The largest mobile operator in Ukraine, Kyivstar, has started testing satellite communications for mobile phones in cooperation with Starlink, the Gaze reports, citing EuroNews.
Mobile phones with 4G or LTE networks are planned to be connected directly to Starlink satellites in orbit in the middle of 2026.
Analysts say the partnership is a “coherent step” for Ukraine, regardless of the country's growing dependence on Musk.
“There are obviously concerns about tech sovereignty because then you will only be depending on one provider, Starlink … but sovereignty at this point becomes a second priority … priority number one is winning the war,” stated Dario Garcia de Viedma, technology and digital policy fellow at the Elcano Royal Institute.
The advantage of Starlink in Ukraine is that the terminals that receive the signal are very convenient and portable.
“It [Starlink] has excellent connectivity, good portability and normal pricing for broadband,” said Jan Frederik Slijkerman, senior credit sector strategist at the forecaster ING Think.
Two days after the start of the full-scale invasion, Ukraine's Minister of Digital Transformation Mykhailo Fedorov asked Elon Musk to provide Starlink terminals, and six days later the country received the first sets.
As of April 2025, more than 50,000 terminals were in use in Ukraine to provide communications in critical infrastructure.
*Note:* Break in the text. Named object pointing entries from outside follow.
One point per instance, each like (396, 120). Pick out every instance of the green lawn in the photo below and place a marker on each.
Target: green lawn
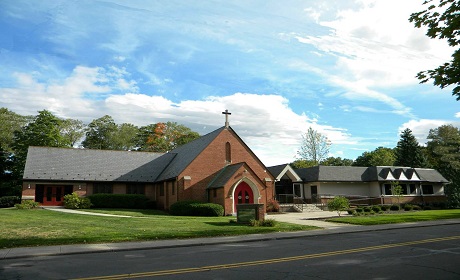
(39, 227)
(399, 217)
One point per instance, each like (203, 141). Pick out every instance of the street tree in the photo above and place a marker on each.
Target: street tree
(315, 146)
(379, 157)
(100, 133)
(443, 149)
(442, 20)
(408, 152)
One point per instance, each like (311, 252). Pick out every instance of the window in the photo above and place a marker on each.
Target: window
(102, 188)
(427, 189)
(135, 189)
(228, 152)
(413, 189)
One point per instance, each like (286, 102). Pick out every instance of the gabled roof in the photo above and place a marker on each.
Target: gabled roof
(66, 164)
(185, 154)
(368, 174)
(224, 175)
(284, 169)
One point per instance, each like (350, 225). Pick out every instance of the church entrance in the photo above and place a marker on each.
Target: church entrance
(243, 195)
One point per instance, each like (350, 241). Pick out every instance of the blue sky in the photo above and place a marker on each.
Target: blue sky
(345, 68)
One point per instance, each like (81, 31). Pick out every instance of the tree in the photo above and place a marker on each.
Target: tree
(339, 204)
(337, 161)
(72, 130)
(314, 147)
(379, 157)
(443, 149)
(44, 130)
(408, 152)
(443, 22)
(302, 163)
(99, 134)
(9, 123)
(164, 137)
(124, 137)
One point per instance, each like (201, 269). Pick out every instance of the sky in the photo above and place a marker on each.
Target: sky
(345, 68)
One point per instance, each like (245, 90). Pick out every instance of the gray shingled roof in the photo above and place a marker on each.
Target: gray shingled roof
(224, 175)
(45, 163)
(368, 174)
(186, 154)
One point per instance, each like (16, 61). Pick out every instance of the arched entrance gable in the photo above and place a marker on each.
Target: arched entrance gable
(246, 192)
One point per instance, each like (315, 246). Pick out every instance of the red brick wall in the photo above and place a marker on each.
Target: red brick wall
(206, 166)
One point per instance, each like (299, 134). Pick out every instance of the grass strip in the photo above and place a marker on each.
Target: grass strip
(399, 217)
(38, 227)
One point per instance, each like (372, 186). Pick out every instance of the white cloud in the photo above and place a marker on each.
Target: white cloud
(421, 128)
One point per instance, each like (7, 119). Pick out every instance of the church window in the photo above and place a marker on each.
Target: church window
(228, 152)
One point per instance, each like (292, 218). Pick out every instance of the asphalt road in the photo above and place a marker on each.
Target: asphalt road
(412, 253)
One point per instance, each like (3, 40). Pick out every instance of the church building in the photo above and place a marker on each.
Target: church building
(217, 167)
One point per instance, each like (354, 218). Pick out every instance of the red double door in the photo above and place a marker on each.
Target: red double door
(243, 194)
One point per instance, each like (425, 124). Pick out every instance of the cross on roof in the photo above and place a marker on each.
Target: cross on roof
(226, 113)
Starlink was also actively used by the military, in particular in the Aerorozvidka mission to support the Delta combat control system during power outages.
In particular, Garcia de Viedma noted that cooperation with Kyivstar could become an economic incentive for Musk not to disconnect the satellites, since it binds him to commercial obligations in Ukraine.
Still, there is a consensus that Ukraine needs a program to diversify its communications resources.
It is noted that one of the solutions could be to limit the partnership between Starlink and Kyivstar to remote areas, without expanding it to urban consumers in Ukraine.
Another alternative for diversification would be to connect to European equivalents such as Eutelsat or IRIS2, although Starlink still has the advantage in terms of the number of satellites, launches, and customers.
The Gaze previously reported that Ukrainian company STETMAN will produce flat satellite terminals under a deal with Sweden’s Requtech, marking a key step toward satellite independence and creating a Starlink alternative.